Response 2: Page 2, line 20-25. The introduction and methods section (page 5, line 9-32, Page 6, line 2-27) has been amended to introduce implementation details. Since we are targeting predominantly clinicians, and the primary author is also a clinician, we have decided to omit the mathematical calculations and derivation of algorithms.

  1. To improve the credibility and usefulness of an article, we suggest authors disclose the code they used, for example, Jupyter notebook.

Response 3:Page 5, line 16. The script from the Jupyter notebook has been attached as a supplementary file.

Author Response File: Author Response.pdf

Reviewer 3 Report

Mpanya et al. presents an unsupervised machine learnig to learn about heart failure in their particular database. The study is interesting and of merit, however, it cannot help much to learn since the database is local and their result can not be extrapolated to other populations (this was acknowledge in the manuscript, indeed), nevertheless, for their particular case, this kind of studies will help them to improve the treatment results but the evaluation presented in this paper is very superficial (no much discussion in this line).

The following comments support my decision:

  • Regarding data processing: Authors did test their algorithm without the usage of the "filled" data? Why authors did not use the median value to fill the data as it is know to be a robust estimator where possible outlayers could affect the mean? Authors are 100% sure that the discharge state is not an informative variable? perhaps some algorithms could say a little bit about the risk of death in some certain HF conditions.

  • Authors state that they evaluate different unsupervised algorithms for this task, however, no information could be found by this reviewer (in general, not only to justify the choosen algorithm). Authors may report their results with the rest of algorithms as well as a study justifying the reason of their choosen (at least in a supplement). Learning from this algorithms is a good thing, however, since the authors did not report the results from the other algorithms, this reviewer tend to think that they choose the clustering with more relevant clinical interpretation. This is fine when all the information is reported so the reader can figure out what happened using other algorithims. Moreover, a discussion on this will be much appreciated.

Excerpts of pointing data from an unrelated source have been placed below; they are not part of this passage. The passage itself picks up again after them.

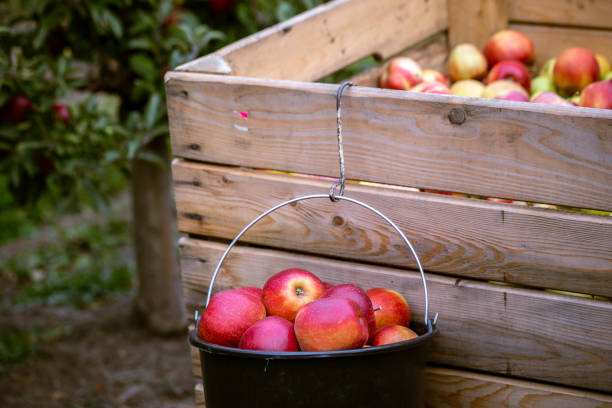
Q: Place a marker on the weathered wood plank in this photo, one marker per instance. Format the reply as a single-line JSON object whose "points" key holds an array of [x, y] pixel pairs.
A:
{"points": [[430, 54], [549, 42], [497, 329], [199, 395], [528, 152], [460, 237], [454, 388], [329, 37], [590, 13], [474, 21]]}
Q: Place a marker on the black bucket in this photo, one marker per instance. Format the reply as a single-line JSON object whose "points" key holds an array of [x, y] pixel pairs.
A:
{"points": [[391, 375], [381, 376]]}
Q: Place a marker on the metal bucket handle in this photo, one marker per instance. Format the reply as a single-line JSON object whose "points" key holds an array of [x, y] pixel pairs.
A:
{"points": [[337, 198], [334, 197]]}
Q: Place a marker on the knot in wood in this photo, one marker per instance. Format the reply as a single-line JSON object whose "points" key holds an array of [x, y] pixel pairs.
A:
{"points": [[457, 116]]}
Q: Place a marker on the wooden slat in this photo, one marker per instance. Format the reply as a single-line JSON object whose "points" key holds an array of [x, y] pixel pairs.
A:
{"points": [[549, 42], [430, 55], [588, 13], [199, 394], [454, 388], [461, 237], [327, 38], [459, 388], [474, 21], [492, 328], [529, 152]]}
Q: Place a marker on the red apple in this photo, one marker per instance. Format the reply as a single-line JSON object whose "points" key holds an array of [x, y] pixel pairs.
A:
{"points": [[287, 291], [550, 98], [500, 88], [513, 96], [431, 75], [574, 70], [15, 109], [597, 95], [331, 324], [392, 334], [357, 295], [390, 307], [466, 62], [467, 87], [61, 113], [512, 70], [270, 334], [227, 317], [251, 290], [431, 87], [402, 73], [509, 45]]}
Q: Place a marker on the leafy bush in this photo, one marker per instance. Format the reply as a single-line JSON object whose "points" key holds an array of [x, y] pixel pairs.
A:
{"points": [[81, 86]]}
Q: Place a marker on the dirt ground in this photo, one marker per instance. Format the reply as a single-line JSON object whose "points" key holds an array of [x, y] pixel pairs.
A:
{"points": [[104, 358]]}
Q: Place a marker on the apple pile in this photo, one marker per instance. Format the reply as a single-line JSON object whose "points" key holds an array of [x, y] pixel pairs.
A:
{"points": [[502, 70], [296, 311]]}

  • Regarding the agglomerative cluster algorithm used, Authors should consider a figure here to illustrate the concept behind the silhouette score so the reader (that could be not very used to this kind of abstract concepts) better understand the authors rationale.

  • Figure 2: Please add labels to the axis or indicate something in the caption, also, try to improve the quality of the image.

  • Pages 12 and 13 have some duplications.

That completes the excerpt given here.